Economists would, with great sincerity, change GDP projections from
3% to 3.25%, or the other way around.
This
required dedication to the belief that an economy was national. It
also required no knowledge of the magnificent speculative bubbles
and their consequent contractions that have been global
events--since the first one in 1720. There is no such thing as a
national economy.
After
ignoring so many budgets, our main conclusion is that all they do is
artfully obscure the agreed-upon rate of state theft.
"The
art of taxation consists in so plucking the goose as to get the most
feathers with the least hissing."
–
Jean-Baptiste Colbert, Finance minister, 1665-1685, to Louis XIV
Back
to the credit markets and if the sovereign problem was limited to
just one country no doubt the theory about the bailout of last
resort would work. But,
as we have been reviewing, all, repeat all, countries become
profligate at the same time. It has much to do with a mania in
credit.
We
don't recall reading that the senior central bank would be called
upon to be the lender of last resort to only one country failing,
let alone a cluster of them.
In
2007 the sub-prime mortgage disaster began and the establishment
boasted that it was "isolated" and could be
"contained". In following the post-bubble path (almost
typed bath) this was not the case as in 2008 liquidity from Libor at
the short-end to junk disappeared.
The
panic continued to a year ago when in late February a couple of
indicators reversed trend. One was the gold/silver ratio turning
down and our Gold/Commodities Index turning down. Then on February
27, Ross made the call on an important change in the currency
markets with the dollar heading down.
The
carry in corporate bonds, particularly for junk, has been
outstanding and prices reached an Upside Exhaustion in January. We
took this as culminating action and it was likely to occur in the
"turn-of-the-year" window. The low yield was set in the
week of January 12 and the chart has been working on an important
bottom for interest rates.
For
the high-yield the low was 8.53% on January 14 and the high has been
9.42% on February 12. As part of the rallies into March the yield
has slipped to 8.87% yesterday and the move is a test of the low.

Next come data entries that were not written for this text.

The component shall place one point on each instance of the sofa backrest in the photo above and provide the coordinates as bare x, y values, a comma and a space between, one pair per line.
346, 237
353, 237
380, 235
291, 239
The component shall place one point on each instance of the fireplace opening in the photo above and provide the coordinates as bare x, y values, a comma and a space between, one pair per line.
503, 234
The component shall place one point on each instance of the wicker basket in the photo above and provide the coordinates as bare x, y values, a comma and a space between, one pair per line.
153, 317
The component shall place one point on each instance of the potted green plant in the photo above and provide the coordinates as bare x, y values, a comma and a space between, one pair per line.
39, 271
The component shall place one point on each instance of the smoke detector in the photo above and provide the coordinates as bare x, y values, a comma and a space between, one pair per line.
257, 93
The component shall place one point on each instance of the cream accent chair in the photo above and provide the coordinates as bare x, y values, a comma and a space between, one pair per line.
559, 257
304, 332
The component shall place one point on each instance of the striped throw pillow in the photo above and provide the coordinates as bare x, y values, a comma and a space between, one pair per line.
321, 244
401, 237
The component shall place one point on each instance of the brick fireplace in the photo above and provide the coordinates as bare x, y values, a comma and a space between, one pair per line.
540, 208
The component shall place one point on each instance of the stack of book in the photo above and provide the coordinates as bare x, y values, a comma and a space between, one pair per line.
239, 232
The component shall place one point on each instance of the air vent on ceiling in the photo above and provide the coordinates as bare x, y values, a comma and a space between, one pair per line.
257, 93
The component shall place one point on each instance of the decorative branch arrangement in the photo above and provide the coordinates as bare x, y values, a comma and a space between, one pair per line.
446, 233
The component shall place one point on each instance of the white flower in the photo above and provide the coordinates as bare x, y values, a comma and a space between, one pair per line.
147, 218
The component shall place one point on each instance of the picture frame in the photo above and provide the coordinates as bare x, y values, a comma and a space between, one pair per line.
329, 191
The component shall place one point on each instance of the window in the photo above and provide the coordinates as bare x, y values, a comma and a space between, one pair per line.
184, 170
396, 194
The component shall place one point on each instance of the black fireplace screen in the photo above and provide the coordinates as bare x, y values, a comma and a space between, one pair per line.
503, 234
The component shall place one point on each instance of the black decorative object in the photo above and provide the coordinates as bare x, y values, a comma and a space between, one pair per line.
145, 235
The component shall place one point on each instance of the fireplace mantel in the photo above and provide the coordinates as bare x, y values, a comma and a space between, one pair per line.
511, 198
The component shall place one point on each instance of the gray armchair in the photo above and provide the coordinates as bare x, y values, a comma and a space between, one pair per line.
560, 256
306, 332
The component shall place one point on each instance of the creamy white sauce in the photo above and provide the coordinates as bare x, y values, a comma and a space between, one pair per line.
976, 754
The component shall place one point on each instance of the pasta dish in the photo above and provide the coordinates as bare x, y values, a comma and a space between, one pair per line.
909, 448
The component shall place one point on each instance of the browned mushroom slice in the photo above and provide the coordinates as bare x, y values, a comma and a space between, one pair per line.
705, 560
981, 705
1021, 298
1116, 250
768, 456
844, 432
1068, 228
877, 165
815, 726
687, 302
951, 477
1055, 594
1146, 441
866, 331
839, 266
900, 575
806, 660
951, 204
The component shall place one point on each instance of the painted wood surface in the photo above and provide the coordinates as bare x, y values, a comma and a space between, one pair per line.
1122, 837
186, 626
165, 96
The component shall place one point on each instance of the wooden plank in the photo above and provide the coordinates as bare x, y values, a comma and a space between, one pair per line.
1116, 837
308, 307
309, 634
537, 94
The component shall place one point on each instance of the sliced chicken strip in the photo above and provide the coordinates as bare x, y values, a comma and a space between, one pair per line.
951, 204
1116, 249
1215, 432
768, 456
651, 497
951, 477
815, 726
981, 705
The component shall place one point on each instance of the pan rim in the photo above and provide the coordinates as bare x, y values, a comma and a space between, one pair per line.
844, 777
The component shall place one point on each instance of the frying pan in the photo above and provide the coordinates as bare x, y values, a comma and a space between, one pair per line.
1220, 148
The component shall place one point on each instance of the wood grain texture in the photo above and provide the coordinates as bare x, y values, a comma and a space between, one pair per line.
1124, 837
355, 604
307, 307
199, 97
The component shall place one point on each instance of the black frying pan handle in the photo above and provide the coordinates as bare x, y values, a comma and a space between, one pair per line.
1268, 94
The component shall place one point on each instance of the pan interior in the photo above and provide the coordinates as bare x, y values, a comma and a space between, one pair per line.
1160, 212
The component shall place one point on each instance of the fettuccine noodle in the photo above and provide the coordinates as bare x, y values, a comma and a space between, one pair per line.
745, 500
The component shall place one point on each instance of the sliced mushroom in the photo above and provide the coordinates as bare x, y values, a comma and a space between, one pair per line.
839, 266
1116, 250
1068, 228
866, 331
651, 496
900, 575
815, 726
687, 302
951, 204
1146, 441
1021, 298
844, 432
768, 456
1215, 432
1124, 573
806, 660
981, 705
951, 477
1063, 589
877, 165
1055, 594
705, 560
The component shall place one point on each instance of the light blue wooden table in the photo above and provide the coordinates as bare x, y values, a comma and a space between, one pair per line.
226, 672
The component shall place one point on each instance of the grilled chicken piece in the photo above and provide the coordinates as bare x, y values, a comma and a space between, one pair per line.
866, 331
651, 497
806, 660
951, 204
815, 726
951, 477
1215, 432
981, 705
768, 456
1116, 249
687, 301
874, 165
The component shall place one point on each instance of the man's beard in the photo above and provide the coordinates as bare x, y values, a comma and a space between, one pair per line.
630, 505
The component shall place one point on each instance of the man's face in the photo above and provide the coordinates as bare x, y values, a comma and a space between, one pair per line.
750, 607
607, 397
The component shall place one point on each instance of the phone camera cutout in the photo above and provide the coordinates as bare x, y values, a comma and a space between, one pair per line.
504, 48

The unheralded return of risk to sovereign bonds will likely inhibit
the return of carefree buying to the corporate sector.
Most
corporate bonds are working on an important reversal that could be
completed by June.
As
with the constructive turn a year ago, our indicators should assist
in advising the turn down. Gold's real price and the silver/gold
ratio are still sympathetic to the advance in the positive stuff
that could run into late March.
Currencies:
As the saying goes "It is hard to keep a good
thing down". The Dollar Index rallied to our target of
80 and became overbought enough to prompt a worthwhile correction.
Instead, the overbought condition is being eased by a narrow trading
range. This along with the seismic temblors on orthodox economic
numbers and sovereign debt is providing some caution on conventional
investment vehicles.
However,
we hope that there is enough of a drop in the dollar to provide a
technical exit for stocks, corporate bonds and commodities.